The exp bonus you get scales based on the dungeon you got in the roulette. At level 79 getting sastasha can just as easily get you just as much exp as a Mt Gulg run. (Both hovering around 10-15mil)
But on topic, I've said it before in the past, but unlocking all skills at lower levels just unlocks a balancing nightmare for the developers.
'Potency scaling' would either take way too much effort, time and planning to get right, or it would create a situation where leveling up actually makes you weaker in lower level dungeons, or sheer ridiculously OP (even more so than now).
If you want to implement potency scaling, then what milestone would you balance it around to give parity to the newbies who only have 2-3 buttons at their actual level?
If you balance the scaled potency at around 90% of your classes's capability to be on parity with newbies, you'd literally make a massive chunk of the player population do even less than if they only had access to 2 buttons, since a good chunk of the population can't execute their rotations properly.
If you balance it to be very forgiving on the rotation to meet parity, then you'd have dps that have even the slightest shred of a clue of their optimal rotation doing 2-5x as much damage at lower levels and completely obliterate even the slightest sense of difficulty any low level content might possess. Not to mention, having newbies would be an active hindrance if people were wanting to get in & out as fast as possible.

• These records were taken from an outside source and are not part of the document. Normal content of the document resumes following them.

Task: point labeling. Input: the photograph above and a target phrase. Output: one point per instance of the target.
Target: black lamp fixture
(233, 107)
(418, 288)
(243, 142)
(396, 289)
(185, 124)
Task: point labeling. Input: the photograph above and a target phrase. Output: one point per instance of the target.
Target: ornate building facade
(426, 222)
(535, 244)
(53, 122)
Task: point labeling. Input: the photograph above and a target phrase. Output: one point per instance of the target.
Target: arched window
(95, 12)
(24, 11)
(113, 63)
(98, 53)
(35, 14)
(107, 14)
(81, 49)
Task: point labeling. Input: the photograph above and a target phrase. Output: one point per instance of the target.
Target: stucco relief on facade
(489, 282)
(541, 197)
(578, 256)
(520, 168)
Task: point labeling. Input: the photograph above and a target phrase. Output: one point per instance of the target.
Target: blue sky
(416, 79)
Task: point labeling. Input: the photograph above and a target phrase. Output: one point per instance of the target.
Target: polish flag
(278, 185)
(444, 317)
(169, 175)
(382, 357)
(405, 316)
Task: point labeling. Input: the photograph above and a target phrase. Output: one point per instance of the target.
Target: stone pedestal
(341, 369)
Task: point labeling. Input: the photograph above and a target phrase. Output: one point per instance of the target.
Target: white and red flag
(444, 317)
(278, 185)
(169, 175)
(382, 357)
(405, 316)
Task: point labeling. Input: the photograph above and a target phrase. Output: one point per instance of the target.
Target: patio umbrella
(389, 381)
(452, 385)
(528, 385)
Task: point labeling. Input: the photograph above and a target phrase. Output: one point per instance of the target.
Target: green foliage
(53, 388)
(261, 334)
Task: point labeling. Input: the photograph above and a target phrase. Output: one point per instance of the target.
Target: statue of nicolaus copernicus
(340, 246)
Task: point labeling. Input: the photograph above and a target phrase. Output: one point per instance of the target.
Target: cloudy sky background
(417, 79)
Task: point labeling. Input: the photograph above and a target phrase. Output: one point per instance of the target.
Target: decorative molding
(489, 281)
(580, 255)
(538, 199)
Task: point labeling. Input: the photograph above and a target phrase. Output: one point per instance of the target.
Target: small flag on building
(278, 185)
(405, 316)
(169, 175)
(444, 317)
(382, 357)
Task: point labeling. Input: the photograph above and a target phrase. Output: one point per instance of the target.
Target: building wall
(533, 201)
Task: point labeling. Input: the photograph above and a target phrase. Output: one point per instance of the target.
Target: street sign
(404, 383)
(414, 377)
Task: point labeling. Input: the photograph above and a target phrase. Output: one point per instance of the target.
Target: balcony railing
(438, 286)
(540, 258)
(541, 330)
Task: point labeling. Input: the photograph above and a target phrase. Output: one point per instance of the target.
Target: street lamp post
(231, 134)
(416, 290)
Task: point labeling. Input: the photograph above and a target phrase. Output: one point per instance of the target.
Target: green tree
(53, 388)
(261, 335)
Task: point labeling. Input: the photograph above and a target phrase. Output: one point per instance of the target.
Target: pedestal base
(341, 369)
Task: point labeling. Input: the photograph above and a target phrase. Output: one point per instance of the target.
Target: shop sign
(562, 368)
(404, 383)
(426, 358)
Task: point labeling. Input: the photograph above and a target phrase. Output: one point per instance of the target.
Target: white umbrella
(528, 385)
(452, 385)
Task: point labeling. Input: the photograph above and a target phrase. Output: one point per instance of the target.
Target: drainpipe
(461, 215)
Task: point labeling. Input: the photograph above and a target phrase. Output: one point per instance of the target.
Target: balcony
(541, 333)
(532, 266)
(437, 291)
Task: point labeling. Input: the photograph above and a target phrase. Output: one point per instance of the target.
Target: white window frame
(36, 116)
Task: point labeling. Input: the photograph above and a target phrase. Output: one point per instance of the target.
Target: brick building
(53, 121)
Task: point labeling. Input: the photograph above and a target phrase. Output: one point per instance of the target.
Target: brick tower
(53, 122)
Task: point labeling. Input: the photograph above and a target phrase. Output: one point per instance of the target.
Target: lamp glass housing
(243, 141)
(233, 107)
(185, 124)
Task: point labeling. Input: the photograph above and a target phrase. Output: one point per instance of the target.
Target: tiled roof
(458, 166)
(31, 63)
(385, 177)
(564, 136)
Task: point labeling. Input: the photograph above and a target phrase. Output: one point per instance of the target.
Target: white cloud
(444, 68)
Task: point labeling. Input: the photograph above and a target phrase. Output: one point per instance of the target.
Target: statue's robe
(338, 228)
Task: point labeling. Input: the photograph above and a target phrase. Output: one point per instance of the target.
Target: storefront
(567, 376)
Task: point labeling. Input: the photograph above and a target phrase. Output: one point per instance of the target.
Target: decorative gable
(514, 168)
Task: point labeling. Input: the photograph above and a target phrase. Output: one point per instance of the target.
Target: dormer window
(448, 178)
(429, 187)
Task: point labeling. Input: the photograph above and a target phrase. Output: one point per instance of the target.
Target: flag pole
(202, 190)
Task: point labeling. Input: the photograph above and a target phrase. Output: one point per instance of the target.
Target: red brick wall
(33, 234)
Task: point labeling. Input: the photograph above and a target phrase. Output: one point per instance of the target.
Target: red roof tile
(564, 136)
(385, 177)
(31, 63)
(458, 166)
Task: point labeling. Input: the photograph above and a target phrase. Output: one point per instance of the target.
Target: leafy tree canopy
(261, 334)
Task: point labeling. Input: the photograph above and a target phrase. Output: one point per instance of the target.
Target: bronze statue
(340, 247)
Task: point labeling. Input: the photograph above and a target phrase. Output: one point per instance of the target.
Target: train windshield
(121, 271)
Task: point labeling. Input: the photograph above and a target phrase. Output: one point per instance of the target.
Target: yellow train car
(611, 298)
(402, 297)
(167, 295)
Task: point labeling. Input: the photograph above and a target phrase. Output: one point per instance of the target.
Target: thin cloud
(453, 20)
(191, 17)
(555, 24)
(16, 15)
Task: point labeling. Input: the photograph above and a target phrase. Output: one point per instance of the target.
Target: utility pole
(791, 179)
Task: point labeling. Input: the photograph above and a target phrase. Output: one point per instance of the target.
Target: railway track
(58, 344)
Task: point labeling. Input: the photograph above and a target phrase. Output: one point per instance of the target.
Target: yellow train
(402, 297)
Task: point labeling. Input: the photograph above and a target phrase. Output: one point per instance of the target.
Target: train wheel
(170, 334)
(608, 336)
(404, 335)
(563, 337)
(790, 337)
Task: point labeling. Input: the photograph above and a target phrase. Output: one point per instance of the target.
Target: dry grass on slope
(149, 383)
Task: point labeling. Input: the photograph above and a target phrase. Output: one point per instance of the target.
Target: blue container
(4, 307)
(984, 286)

Like, compare a level 80 WAR to a level 15 MRD. The WAR would be capable of not only using their entire mitigation kit where the MRD only has rampart. The WAR would be capable of using a full almighty IR Decimate chain paired with Nascent Flash for stupid OP levels of lifesteal where the MRD would have none. Heck, even compare a level 80 WHM to a lvl 15 CNJ. The 80 whm has access to all kinds of OGCD heals, regens, % mitigators and aoe damage spells the CNJ doesn't. Potency and skill scaling when handled improperly would create a system where having newer players would be an active hindrance, and history has shown time and again that such systems can easily be open for abuse.

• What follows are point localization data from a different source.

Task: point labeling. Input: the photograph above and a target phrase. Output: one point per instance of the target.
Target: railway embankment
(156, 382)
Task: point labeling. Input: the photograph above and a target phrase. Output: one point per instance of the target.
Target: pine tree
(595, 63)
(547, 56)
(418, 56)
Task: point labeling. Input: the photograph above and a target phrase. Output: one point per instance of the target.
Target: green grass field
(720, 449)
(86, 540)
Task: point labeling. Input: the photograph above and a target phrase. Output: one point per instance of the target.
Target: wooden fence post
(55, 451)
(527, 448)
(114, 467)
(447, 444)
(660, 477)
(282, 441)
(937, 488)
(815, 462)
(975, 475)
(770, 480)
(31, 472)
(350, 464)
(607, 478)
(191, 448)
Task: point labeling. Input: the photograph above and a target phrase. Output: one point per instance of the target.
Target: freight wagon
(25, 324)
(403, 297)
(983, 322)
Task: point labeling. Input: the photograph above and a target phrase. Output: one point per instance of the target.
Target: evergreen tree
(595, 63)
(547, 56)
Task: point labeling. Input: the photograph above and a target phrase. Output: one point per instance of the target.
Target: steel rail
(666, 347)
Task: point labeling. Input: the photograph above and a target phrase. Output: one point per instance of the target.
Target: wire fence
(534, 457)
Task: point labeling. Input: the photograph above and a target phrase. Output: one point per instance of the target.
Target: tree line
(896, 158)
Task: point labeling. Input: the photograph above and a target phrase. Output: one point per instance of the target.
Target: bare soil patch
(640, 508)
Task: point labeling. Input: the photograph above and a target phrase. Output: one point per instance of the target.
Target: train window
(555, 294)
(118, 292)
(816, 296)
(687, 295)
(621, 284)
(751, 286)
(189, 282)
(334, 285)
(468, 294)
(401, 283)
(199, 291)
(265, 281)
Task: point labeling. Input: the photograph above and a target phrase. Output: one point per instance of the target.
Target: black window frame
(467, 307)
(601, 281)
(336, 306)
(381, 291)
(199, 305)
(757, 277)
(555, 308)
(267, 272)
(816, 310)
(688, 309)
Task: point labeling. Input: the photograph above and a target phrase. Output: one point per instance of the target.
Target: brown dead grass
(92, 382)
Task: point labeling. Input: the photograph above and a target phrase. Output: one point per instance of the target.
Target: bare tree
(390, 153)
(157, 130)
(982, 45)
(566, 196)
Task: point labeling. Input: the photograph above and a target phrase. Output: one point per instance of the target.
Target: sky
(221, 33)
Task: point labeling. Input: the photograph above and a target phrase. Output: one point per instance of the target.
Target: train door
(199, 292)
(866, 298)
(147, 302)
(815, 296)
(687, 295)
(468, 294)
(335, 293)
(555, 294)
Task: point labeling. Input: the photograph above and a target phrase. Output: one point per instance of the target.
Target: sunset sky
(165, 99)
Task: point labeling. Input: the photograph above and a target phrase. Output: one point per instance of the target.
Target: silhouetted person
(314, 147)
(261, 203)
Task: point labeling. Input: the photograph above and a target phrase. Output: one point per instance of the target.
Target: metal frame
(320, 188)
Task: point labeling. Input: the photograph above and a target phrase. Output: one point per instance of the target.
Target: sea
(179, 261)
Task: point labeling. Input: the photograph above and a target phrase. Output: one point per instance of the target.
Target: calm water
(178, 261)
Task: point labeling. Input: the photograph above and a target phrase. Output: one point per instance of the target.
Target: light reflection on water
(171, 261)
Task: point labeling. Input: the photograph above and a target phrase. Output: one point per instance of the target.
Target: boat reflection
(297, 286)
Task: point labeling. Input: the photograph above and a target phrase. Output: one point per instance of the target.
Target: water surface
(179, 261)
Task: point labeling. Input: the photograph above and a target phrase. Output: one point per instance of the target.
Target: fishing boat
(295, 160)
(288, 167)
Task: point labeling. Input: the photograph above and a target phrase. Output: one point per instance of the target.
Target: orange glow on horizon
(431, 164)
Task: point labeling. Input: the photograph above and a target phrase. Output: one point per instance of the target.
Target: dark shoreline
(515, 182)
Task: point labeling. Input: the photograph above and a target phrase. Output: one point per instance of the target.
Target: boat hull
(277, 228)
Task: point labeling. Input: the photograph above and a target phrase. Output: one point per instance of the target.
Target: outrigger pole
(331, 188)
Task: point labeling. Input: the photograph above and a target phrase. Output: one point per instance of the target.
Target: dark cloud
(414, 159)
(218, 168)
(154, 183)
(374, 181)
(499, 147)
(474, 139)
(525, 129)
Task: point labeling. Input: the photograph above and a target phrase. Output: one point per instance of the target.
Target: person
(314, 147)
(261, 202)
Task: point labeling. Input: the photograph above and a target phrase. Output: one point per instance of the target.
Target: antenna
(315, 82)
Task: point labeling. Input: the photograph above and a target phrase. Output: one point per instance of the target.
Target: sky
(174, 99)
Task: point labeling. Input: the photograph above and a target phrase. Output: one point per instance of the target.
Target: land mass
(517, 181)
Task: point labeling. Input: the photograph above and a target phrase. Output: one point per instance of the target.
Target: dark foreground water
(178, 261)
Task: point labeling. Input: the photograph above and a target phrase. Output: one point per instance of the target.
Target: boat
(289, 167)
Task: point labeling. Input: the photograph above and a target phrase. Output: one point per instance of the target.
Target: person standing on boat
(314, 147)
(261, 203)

While the level sync isn't the greatest system, it achieves its job on creating parity for the most part, the only outlier being stat syncing. A better solution would be to maintain parity by having jobs learn a lot more of their skills at lower levels; I've always vouched for the idea that a job's core fundamentals should be finished by level 50, with 51+ stuff only being additions/changes/etc to the core rotation. Also every job should have aoe by level 15 tbh.